Feature selection was performed through iterative importance-based pruning, not manual curation:

  1. Start from all available biomarkers: I began with approximately 120 features from NHANES — the full set of lab biomarkers (CBC, CMP, lipids, inflammatory markers) and medical history questionnaire items (MCQ).

  2. Train, measure, prune: A GradientBoostingRegressor was trained on the full feature set. Feature importances were extracted, and the least important features were removed. The model was retrained on the remaining features.

  3. Iterate until accuracy drops: This pruning cycle was repeated. At each step, I checked whether removing the bottom features caused a meaningful drop in test-set accuracy (MAE, R²). Features were removed as long as the accuracy remained stable.
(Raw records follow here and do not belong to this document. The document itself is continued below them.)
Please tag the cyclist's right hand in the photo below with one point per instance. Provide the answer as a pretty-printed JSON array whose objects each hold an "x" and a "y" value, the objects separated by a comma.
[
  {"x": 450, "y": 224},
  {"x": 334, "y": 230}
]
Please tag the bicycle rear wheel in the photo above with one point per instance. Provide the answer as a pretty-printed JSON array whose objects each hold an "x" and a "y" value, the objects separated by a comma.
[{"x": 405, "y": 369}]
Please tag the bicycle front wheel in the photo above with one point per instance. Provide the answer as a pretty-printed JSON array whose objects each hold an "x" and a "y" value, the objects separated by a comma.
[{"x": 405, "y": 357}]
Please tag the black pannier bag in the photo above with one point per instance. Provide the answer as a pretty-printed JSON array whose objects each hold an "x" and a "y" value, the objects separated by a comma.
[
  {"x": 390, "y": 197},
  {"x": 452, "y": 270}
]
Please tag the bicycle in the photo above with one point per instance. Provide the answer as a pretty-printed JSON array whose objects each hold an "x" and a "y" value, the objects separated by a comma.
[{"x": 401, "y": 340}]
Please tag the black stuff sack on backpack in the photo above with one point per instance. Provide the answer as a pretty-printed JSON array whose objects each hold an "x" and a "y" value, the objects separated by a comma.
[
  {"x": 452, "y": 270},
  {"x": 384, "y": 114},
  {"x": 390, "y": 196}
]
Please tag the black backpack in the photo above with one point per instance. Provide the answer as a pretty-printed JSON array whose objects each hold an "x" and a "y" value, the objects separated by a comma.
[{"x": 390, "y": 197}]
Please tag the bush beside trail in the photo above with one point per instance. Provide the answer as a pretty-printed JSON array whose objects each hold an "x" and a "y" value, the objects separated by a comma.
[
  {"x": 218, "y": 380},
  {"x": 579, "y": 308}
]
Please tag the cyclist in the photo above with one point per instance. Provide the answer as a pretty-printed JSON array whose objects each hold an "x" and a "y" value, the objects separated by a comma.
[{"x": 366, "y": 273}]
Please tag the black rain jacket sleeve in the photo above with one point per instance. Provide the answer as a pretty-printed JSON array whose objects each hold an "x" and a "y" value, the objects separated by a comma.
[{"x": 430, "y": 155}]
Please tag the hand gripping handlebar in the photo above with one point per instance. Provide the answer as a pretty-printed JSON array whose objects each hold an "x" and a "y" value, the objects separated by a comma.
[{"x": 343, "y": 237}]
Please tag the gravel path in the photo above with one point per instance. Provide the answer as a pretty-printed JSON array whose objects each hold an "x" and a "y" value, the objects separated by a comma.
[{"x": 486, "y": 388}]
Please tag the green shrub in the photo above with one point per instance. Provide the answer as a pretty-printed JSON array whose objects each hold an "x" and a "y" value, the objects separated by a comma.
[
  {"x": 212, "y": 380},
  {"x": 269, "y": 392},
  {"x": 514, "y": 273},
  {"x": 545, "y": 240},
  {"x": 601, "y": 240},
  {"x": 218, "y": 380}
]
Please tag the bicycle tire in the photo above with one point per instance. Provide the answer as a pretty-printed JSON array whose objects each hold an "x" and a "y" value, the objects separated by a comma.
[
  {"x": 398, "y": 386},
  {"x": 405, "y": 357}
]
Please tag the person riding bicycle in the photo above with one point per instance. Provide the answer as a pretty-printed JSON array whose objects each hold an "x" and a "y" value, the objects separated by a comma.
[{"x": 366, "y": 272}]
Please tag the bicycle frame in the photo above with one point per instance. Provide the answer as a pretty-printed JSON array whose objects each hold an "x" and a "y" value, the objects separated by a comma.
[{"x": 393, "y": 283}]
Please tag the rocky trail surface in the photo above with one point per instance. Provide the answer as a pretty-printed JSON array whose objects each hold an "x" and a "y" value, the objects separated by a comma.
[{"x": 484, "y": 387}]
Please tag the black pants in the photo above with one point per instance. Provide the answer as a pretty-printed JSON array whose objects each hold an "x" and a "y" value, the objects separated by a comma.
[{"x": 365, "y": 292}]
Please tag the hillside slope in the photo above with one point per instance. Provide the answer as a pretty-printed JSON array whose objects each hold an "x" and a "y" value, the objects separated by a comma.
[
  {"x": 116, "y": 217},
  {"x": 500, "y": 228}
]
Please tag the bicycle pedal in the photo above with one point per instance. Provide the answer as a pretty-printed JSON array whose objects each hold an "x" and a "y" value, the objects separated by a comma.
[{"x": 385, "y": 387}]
  4. 35-feature extended model: The pruning plateau was reached at approximately 35 features. Below this, removing additional features caused noticeable accuracy degradation. This became the extended model.
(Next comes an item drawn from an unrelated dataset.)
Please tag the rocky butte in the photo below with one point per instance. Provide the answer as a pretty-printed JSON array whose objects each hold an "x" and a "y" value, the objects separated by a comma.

  5. 21-feature standard model: I continued pruning to find the minimal feature set that still maintained acceptable accuracy for practical use — not everyone has access to a comprehensive blood panel. The 21-feature model (16 lab biomarkers + 5 questionnaire items) represents this minimal viable set. It sacrifices some accuracy but can be computed from a standard CBC + basic metabolic panel + HbA1c.

This data-driven approach — rather than manual biomarker selection — ensures that the feature set is optimized for predictive power, not just clinical intuition.

Target Variable

The model predicts deviation from chronological age (NHANES variable RIDAGEYR). This is a design choice with important implications:

  • The model learns what "normal aging" looks like across the NHANES population
  • Individuals who appear older than their chronological age on blood biomarkers receive higher predicted biological ages
  • Whether this deviation is causally linked to health outcomes is an open research question

The survival analysis in BENCHMARKS.md provides evidence that this deviation is associated with mortality: the univariate Cox Proportional Hazards model yields a hazard ratio of 1.098 per year of biological age (95% CI: 1.095–1.100, concordance = 0.83), and Kaplan-Meier curves show clear separation between individuals classified as accelerated aging (biological age >= chronological age + 5 years) versus decelerated aging. See the hazard ratio tables in BENCHMARKS.md for full details including confidence intervals.